Officials on the U.S. side of the border say newly elected office-holders in Mexico, including the Tamaulipas state governor, Francisco Garcia Cabeza de Vaca, are still finding their way.

As a result, some negotiations on cross-border issues, like BiNED, the regional economic development initiative involving officials in both nations, have been delayed.

U.S. officials say the early relationships with the new Mexican office-holders seem promising, and they hope to accelerate efforts to fully establish BiNED as well as create infrastructure around the Los Indios bridge.

But Boswell, among others, is looking for more than just increasing border crossings.

“Trucks passing through don’t really do that much for you,” the Harlingen mayor said. “Whoever owns the bridge gets a fee from it, but in terms of increased economic activity, they just tear up your roads and they go north and they move a product to have it distributed.”

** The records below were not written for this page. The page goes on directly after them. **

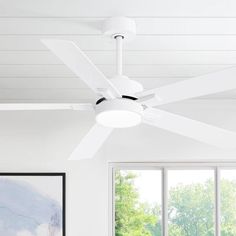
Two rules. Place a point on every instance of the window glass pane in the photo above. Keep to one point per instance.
(228, 202)
(191, 202)
(138, 203)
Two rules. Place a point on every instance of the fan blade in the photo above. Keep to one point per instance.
(199, 86)
(81, 65)
(91, 143)
(45, 106)
(190, 128)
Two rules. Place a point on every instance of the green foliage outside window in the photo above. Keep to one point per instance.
(190, 209)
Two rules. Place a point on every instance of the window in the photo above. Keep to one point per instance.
(173, 199)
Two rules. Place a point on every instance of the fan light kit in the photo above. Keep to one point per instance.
(119, 113)
(122, 102)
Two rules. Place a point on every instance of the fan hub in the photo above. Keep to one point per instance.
(125, 85)
(119, 113)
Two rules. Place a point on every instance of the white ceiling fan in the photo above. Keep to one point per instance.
(123, 103)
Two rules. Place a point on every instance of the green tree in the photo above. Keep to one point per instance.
(132, 218)
(190, 209)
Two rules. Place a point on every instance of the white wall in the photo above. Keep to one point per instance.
(42, 141)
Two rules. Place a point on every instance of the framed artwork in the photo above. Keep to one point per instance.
(32, 204)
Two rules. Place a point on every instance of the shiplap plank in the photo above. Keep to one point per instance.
(92, 26)
(46, 94)
(143, 42)
(130, 70)
(104, 8)
(72, 83)
(130, 57)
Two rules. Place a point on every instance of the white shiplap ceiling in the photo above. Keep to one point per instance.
(176, 40)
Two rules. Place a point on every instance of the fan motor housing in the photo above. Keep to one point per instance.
(119, 113)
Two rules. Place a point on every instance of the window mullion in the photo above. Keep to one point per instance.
(164, 202)
(217, 202)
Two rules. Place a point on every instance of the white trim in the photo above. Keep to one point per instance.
(164, 167)
(217, 202)
(164, 226)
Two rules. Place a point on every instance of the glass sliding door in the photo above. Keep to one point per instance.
(138, 196)
(228, 202)
(191, 203)
(174, 200)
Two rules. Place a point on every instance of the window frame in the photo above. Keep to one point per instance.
(164, 167)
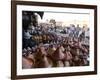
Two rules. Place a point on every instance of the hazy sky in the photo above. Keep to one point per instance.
(66, 18)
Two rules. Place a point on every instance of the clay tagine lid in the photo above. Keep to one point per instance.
(58, 54)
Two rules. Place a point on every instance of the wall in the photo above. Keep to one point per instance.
(5, 38)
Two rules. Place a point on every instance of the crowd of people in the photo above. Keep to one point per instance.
(46, 47)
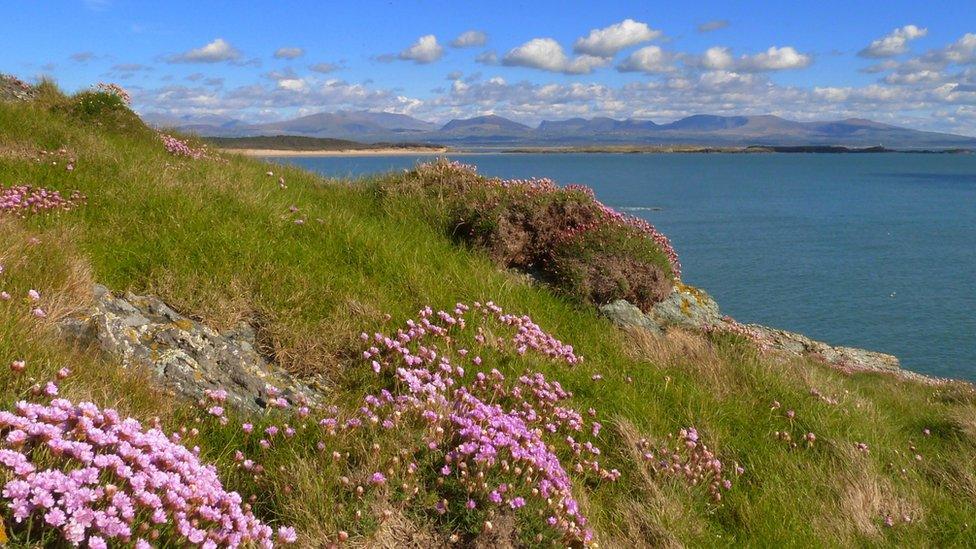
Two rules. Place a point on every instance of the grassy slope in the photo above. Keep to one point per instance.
(216, 240)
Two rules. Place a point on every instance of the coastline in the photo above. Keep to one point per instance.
(388, 151)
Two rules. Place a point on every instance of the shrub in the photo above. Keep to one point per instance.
(564, 236)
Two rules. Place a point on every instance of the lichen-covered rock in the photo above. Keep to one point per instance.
(626, 314)
(184, 355)
(848, 358)
(688, 307)
(692, 308)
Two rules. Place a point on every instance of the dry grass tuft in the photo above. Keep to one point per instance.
(652, 516)
(866, 498)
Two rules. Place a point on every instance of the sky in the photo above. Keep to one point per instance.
(901, 62)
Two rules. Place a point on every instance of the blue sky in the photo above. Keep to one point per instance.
(896, 61)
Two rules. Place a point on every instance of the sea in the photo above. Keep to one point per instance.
(876, 251)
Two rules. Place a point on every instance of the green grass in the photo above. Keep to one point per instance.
(215, 239)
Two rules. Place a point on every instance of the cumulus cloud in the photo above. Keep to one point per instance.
(649, 59)
(709, 26)
(773, 59)
(489, 57)
(323, 68)
(894, 43)
(717, 58)
(215, 52)
(470, 39)
(606, 42)
(82, 56)
(289, 53)
(425, 50)
(546, 54)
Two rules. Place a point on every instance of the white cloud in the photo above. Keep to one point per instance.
(470, 39)
(606, 42)
(894, 43)
(916, 77)
(773, 59)
(323, 68)
(214, 52)
(718, 58)
(292, 84)
(546, 54)
(289, 53)
(709, 26)
(649, 59)
(962, 51)
(425, 50)
(487, 58)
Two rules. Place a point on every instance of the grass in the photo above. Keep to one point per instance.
(216, 240)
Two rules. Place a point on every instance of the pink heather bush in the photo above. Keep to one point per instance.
(690, 460)
(564, 236)
(179, 147)
(22, 200)
(114, 89)
(97, 477)
(485, 426)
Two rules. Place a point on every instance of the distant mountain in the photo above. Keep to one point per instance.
(490, 127)
(700, 129)
(348, 125)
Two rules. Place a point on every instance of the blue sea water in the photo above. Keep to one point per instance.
(869, 250)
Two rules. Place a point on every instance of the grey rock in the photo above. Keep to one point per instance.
(184, 355)
(688, 307)
(624, 313)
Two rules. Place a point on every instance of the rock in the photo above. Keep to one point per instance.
(687, 307)
(848, 358)
(181, 353)
(624, 313)
(692, 308)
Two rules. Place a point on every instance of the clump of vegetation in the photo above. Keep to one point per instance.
(563, 236)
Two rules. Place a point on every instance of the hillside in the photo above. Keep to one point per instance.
(468, 426)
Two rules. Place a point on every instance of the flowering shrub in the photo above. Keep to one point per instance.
(116, 90)
(499, 441)
(22, 200)
(178, 147)
(562, 235)
(689, 459)
(95, 476)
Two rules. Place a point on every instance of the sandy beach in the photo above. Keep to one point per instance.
(392, 151)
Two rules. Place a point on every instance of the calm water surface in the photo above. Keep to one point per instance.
(872, 251)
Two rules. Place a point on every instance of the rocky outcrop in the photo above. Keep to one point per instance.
(623, 313)
(14, 89)
(693, 308)
(183, 355)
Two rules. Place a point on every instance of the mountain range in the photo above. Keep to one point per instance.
(494, 130)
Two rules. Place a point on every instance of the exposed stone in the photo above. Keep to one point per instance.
(623, 313)
(688, 307)
(838, 356)
(14, 89)
(183, 354)
(692, 308)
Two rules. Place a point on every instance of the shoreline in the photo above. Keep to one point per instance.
(391, 151)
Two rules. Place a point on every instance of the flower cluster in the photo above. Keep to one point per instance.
(114, 89)
(22, 200)
(688, 458)
(484, 426)
(178, 147)
(94, 476)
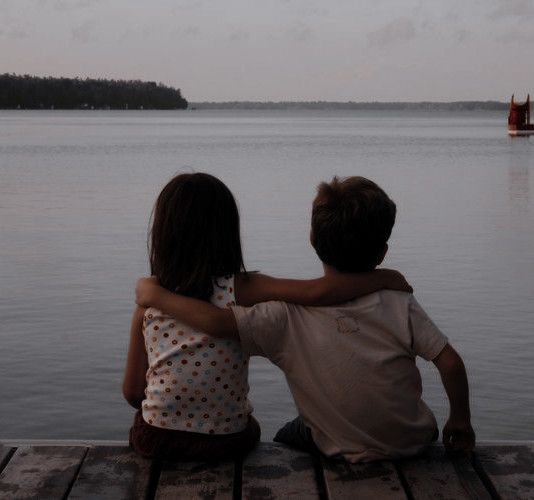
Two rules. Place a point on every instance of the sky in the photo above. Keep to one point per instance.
(281, 50)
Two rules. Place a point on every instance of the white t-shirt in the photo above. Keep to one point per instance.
(195, 383)
(351, 369)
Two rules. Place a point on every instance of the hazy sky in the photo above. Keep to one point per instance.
(361, 50)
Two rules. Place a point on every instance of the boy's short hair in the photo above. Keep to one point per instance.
(352, 219)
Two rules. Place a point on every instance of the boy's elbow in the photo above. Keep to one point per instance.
(448, 360)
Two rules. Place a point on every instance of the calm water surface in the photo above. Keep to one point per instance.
(76, 191)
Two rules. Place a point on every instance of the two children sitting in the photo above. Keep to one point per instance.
(351, 366)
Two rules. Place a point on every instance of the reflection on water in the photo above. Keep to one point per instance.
(520, 159)
(76, 190)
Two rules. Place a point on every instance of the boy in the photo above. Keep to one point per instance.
(351, 368)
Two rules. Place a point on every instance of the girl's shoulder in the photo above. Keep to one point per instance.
(224, 291)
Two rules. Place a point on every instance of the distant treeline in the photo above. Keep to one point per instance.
(31, 92)
(430, 106)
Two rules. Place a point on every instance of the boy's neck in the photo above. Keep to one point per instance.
(329, 270)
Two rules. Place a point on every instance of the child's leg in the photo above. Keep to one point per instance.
(167, 444)
(297, 435)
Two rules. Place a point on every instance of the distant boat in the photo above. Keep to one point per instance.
(519, 118)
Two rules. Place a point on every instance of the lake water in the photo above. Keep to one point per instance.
(77, 188)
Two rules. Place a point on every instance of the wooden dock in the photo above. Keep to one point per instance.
(109, 470)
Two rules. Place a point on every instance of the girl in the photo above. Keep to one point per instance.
(190, 389)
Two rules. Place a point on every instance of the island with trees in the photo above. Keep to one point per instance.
(32, 92)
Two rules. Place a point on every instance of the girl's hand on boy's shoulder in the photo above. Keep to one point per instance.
(145, 290)
(393, 280)
(458, 435)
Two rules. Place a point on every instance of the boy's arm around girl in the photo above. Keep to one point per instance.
(457, 433)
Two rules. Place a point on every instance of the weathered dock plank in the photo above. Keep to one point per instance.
(5, 452)
(196, 480)
(112, 472)
(276, 471)
(368, 480)
(40, 472)
(510, 468)
(436, 474)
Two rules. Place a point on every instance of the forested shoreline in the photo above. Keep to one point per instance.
(32, 92)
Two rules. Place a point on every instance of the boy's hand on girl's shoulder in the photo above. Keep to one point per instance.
(145, 291)
(393, 280)
(458, 436)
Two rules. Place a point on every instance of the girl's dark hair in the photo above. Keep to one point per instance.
(194, 235)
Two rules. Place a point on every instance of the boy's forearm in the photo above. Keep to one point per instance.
(196, 313)
(454, 378)
(333, 288)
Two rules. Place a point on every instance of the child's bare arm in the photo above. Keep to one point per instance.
(134, 383)
(196, 313)
(332, 288)
(457, 432)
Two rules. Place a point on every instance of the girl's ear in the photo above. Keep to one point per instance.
(312, 238)
(382, 255)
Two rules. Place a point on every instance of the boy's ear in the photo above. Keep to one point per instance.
(382, 255)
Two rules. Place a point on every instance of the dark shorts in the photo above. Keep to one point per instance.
(297, 435)
(168, 444)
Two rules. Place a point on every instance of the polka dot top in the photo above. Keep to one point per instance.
(195, 382)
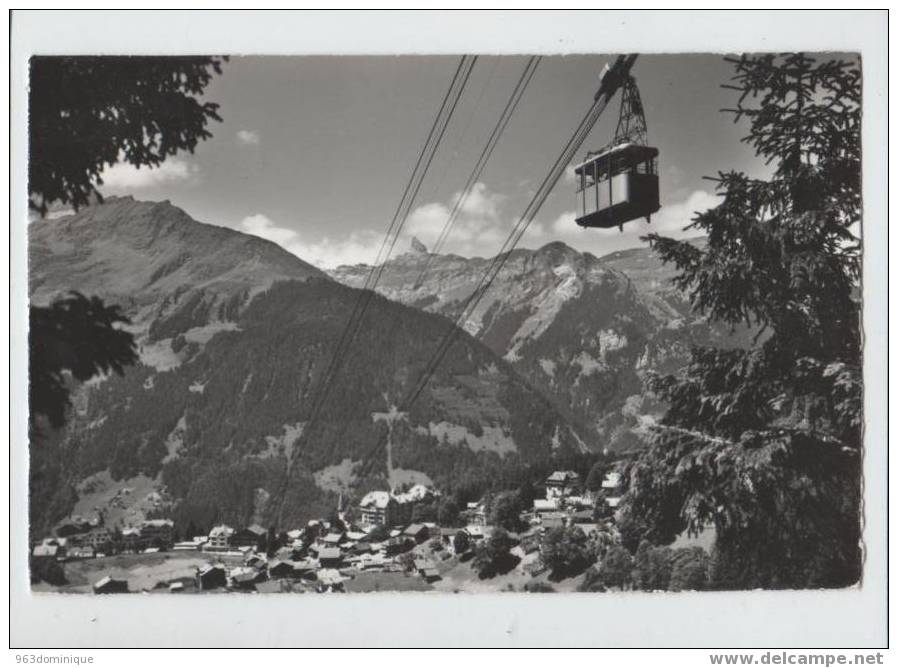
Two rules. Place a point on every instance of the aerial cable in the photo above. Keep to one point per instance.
(437, 130)
(461, 200)
(608, 87)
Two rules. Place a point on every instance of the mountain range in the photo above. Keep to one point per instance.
(586, 331)
(218, 420)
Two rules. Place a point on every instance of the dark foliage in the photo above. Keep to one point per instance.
(47, 570)
(566, 551)
(592, 581)
(765, 443)
(653, 567)
(493, 557)
(505, 511)
(75, 338)
(461, 543)
(616, 569)
(689, 569)
(378, 534)
(86, 113)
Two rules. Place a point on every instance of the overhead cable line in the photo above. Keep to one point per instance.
(432, 143)
(611, 80)
(467, 189)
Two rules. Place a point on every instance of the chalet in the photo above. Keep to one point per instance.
(131, 541)
(361, 548)
(448, 535)
(330, 578)
(74, 526)
(109, 585)
(475, 532)
(333, 539)
(220, 538)
(96, 538)
(49, 548)
(530, 543)
(613, 486)
(553, 520)
(581, 517)
(81, 552)
(255, 560)
(252, 536)
(543, 506)
(535, 567)
(188, 545)
(330, 557)
(211, 576)
(562, 483)
(417, 532)
(377, 508)
(244, 577)
(274, 587)
(304, 569)
(280, 569)
(398, 545)
(157, 532)
(475, 512)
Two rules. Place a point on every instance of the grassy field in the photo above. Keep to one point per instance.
(142, 571)
(386, 582)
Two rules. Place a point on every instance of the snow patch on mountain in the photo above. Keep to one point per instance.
(285, 442)
(547, 306)
(175, 439)
(337, 478)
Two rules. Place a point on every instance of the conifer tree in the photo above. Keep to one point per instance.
(764, 444)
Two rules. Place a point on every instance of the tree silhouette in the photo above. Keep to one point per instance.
(89, 112)
(764, 444)
(75, 338)
(86, 113)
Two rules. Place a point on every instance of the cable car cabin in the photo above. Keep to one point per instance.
(617, 185)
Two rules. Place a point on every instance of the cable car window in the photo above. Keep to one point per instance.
(588, 177)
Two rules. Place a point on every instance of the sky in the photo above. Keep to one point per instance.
(313, 153)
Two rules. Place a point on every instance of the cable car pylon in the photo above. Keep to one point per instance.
(619, 182)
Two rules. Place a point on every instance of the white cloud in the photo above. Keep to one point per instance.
(248, 137)
(125, 176)
(358, 247)
(480, 230)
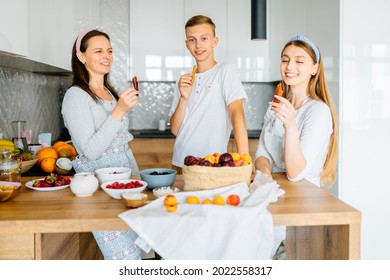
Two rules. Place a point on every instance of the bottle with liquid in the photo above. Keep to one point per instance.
(10, 170)
(161, 123)
(19, 140)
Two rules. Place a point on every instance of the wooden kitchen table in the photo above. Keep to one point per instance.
(58, 225)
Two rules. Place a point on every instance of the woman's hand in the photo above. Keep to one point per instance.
(127, 100)
(284, 111)
(185, 85)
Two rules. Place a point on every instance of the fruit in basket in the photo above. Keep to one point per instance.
(7, 145)
(48, 165)
(46, 152)
(219, 200)
(64, 149)
(193, 200)
(170, 203)
(63, 166)
(218, 160)
(233, 200)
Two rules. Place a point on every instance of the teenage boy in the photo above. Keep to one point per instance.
(209, 103)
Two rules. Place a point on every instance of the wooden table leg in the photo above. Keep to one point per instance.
(336, 242)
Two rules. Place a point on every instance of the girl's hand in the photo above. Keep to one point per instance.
(185, 85)
(284, 111)
(127, 100)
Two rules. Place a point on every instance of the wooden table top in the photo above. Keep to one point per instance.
(303, 204)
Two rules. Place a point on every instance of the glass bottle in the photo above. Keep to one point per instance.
(10, 170)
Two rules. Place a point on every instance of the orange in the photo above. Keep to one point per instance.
(210, 158)
(48, 164)
(219, 200)
(207, 201)
(46, 153)
(193, 200)
(235, 156)
(170, 200)
(171, 208)
(246, 158)
(67, 146)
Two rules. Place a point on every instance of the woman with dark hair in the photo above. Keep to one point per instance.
(95, 116)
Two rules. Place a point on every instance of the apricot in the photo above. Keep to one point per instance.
(219, 200)
(170, 200)
(193, 200)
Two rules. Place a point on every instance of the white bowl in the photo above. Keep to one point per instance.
(116, 193)
(112, 174)
(84, 184)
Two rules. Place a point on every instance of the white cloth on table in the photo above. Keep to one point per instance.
(206, 231)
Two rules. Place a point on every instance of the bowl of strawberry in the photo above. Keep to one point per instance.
(118, 187)
(50, 181)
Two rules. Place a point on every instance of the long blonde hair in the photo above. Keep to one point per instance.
(318, 90)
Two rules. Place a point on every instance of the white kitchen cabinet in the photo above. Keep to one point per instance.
(217, 10)
(51, 31)
(287, 18)
(157, 36)
(14, 27)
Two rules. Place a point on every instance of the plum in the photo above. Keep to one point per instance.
(204, 162)
(225, 157)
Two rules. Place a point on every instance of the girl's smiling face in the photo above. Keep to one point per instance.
(296, 66)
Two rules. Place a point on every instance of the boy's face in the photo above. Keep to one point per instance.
(201, 42)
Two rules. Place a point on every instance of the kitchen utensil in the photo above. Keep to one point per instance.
(112, 174)
(84, 184)
(165, 177)
(135, 83)
(9, 168)
(19, 140)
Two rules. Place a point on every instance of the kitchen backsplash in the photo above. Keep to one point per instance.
(31, 97)
(156, 98)
(37, 98)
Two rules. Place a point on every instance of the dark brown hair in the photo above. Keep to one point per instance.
(80, 75)
(200, 19)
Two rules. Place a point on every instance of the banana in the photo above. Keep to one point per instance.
(6, 145)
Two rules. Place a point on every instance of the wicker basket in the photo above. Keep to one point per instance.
(206, 178)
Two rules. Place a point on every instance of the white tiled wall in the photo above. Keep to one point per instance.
(365, 119)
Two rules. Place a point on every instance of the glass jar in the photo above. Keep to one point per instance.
(10, 170)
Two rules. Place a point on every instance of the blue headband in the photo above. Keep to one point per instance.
(309, 42)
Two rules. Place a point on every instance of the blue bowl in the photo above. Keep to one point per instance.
(160, 179)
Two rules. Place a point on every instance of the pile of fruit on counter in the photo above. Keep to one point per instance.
(16, 152)
(52, 180)
(57, 158)
(216, 170)
(171, 203)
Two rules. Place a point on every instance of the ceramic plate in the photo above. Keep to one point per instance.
(29, 185)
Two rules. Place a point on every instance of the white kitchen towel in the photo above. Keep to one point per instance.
(210, 232)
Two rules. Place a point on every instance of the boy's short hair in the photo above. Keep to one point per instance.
(200, 19)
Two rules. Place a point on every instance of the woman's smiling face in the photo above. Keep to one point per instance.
(296, 66)
(98, 56)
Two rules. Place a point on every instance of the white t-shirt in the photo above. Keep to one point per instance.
(206, 126)
(314, 123)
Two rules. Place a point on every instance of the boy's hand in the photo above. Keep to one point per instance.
(185, 85)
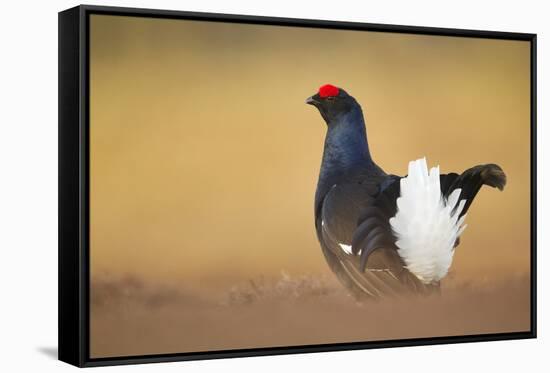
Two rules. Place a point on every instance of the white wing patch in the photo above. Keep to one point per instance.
(346, 248)
(426, 225)
(343, 246)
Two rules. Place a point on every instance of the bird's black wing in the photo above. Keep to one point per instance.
(337, 224)
(471, 181)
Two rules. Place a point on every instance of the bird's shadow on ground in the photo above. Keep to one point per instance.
(51, 352)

Boswell says the greater need along the border is manufacturing, not truck traffic. He notes that many multinational corporations are “nearshoring,” or bringing manufacturing plants back to Mexico from China, because it’s become cheaper to operate them in Mexico.

“But they’re locating them in the interior instead of on the northern border, where we would stand to benefit more from increased economic activity,” Boswell said.

He notes that BiNED initially was intended to procure infrastructure to boost border crossings at Los Indios, although since then the still-forming BiNED appears to have broadened in scope.

“Hopefully, Los Indios would be a catalyst or at least a first model of how it would work,” Boswell said. “But the idea behind it is to have sort of an area that doesn’t have a border.

“You utilize the natural advantages of both countries, using the capital on the U.S. side and the labor on the Mexican side,” he added.